Allessio is a web designer and Luca is the philosopher and they believe that there is a "code" to "cool" and that cracking it will help their clients pick the trends that will become mainstream versus the ones that stay under the radar and stay small.
Anyone can join, and they don't have to be "cool" because knowing what's cool does't require being cool which is partly why they chose a ridiculous mascot a graphic of an elephant wearing an umbrella as a hat.
The service will also look at other signals of "cool" by monitoring other web sites.
The name of the site could cause some problems, there's lots of "cool hunting" type sites such as this one:
"Cool Hunting is synonymous with seeking inspiration--our stories and videos highlight creativity and innovation in design, technology, style, culture, food and travel. With a global team of editors and contributors we create our award-winning publication, consisting of daily updates and weekly mini-documentaries."
Which means it's difficulty to build a unique destination when the term "cool hunting" is so generic.
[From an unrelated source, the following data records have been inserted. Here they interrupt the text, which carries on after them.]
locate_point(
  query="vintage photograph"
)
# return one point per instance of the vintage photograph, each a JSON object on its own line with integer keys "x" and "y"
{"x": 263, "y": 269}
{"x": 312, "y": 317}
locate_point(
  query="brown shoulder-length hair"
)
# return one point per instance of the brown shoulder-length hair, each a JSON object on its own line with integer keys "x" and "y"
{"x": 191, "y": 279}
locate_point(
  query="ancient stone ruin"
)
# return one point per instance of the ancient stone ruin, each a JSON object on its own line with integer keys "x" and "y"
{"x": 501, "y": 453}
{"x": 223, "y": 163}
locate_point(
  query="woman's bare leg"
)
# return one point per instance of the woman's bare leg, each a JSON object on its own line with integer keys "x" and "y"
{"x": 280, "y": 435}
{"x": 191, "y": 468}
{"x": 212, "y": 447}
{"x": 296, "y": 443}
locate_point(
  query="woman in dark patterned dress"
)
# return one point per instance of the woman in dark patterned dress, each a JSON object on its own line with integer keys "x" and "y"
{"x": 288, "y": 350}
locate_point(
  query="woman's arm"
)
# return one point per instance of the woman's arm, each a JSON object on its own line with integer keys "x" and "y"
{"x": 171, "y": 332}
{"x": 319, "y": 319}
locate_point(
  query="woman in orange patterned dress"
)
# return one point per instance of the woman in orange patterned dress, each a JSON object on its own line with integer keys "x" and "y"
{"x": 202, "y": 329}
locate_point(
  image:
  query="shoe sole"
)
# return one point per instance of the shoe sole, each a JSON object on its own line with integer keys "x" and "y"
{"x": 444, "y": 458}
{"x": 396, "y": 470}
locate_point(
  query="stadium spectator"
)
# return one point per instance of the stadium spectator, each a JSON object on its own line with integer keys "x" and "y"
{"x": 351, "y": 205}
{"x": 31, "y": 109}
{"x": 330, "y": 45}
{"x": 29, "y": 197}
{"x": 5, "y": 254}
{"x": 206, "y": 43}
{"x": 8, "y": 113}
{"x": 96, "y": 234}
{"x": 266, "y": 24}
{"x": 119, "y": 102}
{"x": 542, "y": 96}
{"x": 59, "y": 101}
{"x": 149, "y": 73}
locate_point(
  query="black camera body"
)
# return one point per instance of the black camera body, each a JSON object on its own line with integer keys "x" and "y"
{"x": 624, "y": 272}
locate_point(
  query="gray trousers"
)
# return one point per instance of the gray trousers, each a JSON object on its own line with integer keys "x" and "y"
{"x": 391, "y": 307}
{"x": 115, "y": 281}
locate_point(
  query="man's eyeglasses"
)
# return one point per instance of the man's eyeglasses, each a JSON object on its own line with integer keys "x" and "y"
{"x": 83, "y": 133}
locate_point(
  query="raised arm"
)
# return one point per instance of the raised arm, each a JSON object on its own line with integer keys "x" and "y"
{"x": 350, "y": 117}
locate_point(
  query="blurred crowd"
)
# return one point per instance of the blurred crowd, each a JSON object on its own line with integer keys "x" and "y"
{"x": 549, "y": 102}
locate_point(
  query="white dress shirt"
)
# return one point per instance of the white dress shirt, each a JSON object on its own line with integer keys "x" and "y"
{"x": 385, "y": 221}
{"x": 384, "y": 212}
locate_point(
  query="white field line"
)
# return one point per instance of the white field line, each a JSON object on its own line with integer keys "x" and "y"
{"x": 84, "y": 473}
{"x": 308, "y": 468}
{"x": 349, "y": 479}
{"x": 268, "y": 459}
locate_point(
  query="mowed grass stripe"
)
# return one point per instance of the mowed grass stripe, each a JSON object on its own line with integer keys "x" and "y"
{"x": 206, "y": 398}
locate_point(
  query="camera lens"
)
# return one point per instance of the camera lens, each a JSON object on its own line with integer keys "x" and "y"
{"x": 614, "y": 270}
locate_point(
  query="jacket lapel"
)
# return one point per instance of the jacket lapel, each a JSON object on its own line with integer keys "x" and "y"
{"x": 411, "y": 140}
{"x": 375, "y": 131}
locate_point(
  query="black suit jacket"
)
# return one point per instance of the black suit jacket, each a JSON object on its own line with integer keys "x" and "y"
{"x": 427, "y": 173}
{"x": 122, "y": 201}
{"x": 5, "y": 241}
The iCoolHunt site is open to anyone but it's not clear what the benefit is to the people that join. The brothers say that a revenue share is offered but they only have a a handful of clients and are providing reports based on conventional approaches until the site starts generating data.
A better way might be to restrict membership so that only the best "cool hunters" are employed.
Or make it into a game where people cool hunt as a fun activity that let's them discover more about their city or region. The game aspect is promoted on their site but there is no game with specific missions or goals or deadlines beyond getting a badge. Badges don't motivate people as much as they once did.